Impacto directo del conflicto en Irán
Las tensiones geopolíticas afectaron operaciones clave. Por ejemplo, Emirates Global Aluminium reportó daños en su planta Al Taweelah.
Asimismo, la compañía indicó que la recuperación total podría tardar hasta un año. En consecuencia, el mercado enfrenta restricciones temporales de oferta.
Proyecciones apuntan a déficit en 2026
Según una encuesta de Reuters, el aluminio promediaría US$ 3.307 por tonelada en el tercer trimestre de 2026.
Esto representa un alza de 10% frente a estimaciones previas. Además, los analistas prevén un déficit de 910.000 toneladas, frente a un superávit proyectado anteriormente.
Factores que moderarían los precios
Sin embargo, existen elementos que podrían limitar nuevas alzas. Por un lado, la posible reapertura del estrecho de Ormuz aliviaría las presiones logísticas.
Por otro lado, China podría aumentar su producción. En ese sentido, aprovecharía precios altos y menores costos energéticos.
Cobre enfrenta señales mixtas del mercado
El cobre también muestra una tendencia al alza.

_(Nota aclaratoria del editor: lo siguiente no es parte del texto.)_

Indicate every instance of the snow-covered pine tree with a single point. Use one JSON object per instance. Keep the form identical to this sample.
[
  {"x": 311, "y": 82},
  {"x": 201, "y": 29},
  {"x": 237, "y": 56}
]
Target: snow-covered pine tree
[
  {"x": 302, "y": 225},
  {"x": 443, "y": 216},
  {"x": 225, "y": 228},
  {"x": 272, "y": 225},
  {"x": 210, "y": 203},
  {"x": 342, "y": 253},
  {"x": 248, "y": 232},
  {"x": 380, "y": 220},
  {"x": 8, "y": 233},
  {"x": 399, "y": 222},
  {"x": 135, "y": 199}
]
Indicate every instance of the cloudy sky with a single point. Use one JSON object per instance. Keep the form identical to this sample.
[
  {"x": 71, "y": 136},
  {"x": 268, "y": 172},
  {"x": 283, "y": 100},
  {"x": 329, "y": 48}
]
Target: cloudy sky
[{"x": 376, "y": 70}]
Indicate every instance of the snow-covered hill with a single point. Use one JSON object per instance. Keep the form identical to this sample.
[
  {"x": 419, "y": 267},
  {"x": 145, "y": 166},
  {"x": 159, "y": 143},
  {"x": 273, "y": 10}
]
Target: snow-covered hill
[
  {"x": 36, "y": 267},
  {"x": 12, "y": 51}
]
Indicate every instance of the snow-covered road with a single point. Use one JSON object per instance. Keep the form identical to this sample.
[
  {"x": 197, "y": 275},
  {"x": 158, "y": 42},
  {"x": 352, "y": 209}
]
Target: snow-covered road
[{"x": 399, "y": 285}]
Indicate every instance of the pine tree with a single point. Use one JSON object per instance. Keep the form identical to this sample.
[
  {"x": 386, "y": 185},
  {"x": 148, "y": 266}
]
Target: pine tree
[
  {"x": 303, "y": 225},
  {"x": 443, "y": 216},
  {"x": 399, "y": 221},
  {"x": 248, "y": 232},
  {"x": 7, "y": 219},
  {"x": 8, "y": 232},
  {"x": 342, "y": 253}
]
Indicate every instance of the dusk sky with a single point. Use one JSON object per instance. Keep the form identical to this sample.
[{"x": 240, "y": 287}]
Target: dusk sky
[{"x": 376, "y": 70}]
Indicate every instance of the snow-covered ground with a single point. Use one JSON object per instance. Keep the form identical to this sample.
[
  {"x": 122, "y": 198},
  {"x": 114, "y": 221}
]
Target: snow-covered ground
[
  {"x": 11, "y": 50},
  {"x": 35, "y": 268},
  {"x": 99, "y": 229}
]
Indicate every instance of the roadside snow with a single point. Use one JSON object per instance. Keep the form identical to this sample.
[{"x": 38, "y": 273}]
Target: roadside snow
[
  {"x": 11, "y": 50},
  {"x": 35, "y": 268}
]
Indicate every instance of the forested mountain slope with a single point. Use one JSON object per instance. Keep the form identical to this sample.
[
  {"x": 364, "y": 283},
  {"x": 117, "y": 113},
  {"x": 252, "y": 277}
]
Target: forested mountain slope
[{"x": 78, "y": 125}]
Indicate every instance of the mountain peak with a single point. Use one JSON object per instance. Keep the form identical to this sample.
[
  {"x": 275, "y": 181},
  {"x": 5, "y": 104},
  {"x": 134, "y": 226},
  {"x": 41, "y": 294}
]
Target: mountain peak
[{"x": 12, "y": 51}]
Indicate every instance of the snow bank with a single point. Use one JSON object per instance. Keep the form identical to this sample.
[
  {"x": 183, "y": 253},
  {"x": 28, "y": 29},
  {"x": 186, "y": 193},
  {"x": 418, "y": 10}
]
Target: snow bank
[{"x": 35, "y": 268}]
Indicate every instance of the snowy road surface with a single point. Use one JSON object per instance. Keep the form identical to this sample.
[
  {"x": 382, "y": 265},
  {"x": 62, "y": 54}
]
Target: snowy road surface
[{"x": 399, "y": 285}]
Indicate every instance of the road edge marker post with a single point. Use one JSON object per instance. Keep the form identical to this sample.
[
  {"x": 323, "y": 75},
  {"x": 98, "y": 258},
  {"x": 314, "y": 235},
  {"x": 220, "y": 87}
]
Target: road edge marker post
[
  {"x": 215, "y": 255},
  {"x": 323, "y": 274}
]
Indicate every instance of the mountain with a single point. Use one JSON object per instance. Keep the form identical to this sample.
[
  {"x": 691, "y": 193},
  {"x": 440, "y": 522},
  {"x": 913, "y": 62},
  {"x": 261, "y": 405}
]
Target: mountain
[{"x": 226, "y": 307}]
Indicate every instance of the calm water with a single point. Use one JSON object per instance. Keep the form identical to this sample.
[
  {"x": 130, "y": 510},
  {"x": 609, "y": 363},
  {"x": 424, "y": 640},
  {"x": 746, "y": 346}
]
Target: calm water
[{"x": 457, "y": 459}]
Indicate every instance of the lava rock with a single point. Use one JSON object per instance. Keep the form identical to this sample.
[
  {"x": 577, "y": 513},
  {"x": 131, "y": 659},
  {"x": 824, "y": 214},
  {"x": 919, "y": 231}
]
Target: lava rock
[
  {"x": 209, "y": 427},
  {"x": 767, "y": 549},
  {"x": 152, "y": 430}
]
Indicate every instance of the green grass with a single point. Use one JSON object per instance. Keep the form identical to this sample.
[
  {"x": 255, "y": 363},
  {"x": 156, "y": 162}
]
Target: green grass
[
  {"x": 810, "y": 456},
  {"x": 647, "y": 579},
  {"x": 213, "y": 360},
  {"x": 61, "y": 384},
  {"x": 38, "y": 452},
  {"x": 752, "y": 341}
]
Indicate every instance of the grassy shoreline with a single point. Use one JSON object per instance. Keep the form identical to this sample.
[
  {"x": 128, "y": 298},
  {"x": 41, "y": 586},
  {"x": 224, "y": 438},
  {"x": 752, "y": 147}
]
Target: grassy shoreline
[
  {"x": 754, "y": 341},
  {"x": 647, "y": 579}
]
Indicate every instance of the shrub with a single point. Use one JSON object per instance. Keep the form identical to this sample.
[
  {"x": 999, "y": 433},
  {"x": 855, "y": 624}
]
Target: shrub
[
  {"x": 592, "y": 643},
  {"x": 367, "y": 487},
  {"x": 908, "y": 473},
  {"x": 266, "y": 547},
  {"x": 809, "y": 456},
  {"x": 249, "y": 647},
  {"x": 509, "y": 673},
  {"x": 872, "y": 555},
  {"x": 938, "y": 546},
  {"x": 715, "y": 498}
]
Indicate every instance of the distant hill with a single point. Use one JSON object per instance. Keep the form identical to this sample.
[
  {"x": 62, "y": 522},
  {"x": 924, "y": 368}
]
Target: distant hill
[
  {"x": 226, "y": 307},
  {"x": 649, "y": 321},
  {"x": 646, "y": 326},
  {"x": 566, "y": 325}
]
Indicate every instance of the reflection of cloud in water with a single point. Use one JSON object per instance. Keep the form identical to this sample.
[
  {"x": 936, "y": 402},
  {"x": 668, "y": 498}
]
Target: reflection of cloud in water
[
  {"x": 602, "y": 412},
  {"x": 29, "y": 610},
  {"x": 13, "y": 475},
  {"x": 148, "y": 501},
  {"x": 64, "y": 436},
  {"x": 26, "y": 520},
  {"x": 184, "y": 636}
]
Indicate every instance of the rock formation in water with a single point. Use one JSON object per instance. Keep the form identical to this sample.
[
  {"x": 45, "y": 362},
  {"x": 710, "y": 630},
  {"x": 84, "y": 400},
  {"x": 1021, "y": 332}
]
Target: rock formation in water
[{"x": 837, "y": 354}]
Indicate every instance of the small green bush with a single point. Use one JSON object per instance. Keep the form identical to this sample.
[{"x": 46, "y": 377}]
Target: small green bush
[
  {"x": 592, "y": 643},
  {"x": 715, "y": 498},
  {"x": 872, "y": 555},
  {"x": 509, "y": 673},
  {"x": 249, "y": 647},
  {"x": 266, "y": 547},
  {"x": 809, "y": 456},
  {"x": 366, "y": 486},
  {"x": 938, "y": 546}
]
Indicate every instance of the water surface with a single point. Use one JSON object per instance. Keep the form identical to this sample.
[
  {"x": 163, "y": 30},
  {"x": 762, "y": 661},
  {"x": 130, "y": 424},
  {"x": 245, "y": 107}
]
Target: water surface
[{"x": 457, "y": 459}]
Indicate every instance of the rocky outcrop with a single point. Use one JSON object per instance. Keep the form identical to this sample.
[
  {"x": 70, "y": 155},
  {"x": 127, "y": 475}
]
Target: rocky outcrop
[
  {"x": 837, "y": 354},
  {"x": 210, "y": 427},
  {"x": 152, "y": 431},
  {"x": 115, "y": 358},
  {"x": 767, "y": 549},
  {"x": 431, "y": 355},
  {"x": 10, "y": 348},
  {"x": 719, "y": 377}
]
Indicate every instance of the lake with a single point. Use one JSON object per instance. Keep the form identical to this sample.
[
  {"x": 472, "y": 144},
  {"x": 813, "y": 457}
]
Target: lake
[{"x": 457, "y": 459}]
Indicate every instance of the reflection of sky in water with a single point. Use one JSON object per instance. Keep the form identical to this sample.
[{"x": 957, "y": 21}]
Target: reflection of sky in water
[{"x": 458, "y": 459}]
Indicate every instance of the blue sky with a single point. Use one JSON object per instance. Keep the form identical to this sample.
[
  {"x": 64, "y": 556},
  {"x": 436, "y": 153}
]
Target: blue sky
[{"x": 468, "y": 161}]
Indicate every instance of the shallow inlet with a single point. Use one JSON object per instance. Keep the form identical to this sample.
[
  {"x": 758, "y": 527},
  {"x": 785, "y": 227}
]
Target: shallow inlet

No obstante, su comportamiento responde a factores contrapuestos derivados del conflicto.
Inicialmente, los precios cayeron por temores económicos. Sin embargo, luego repuntaron ante riesgos de escasez de ácido sulfúrico, insumo clave en la producción.
Nuevas previsiones para el cobre
Los analistas estiman que el cobre promediará US$ 12.300 por tonelada en el tercer trimestre. Esto implica un aumento de 2% respecto a previsiones anteriores.
Sin embargo, el valor proyectado se mantiene por debajo del precio actual. En consecuencia, se anticipa una posible corrección en el corto plazo.
El cobre mantiene fundamentos sólidos de demanda. En este contexto, su uso en energía, construcción y tecnología sigue en expansión.
Además, la inteligencia artificial y los centros de datos impulsan su consumo. Por ello, el metal continúa siendo clave para la transición energética.
Perspectivas: volatilidad y ajuste
Finalmente, el mercado enfrenta un escenario de alta volatilidad. Por un lado, la geopolítica impulsa los precios. Por otro, los inventarios presionan a la baja.
En ese sentido, el equilibrio dependerá de la evolución del conflicto. Asimismo, la dinámica de oferta global será determinante para el cierre de 2026.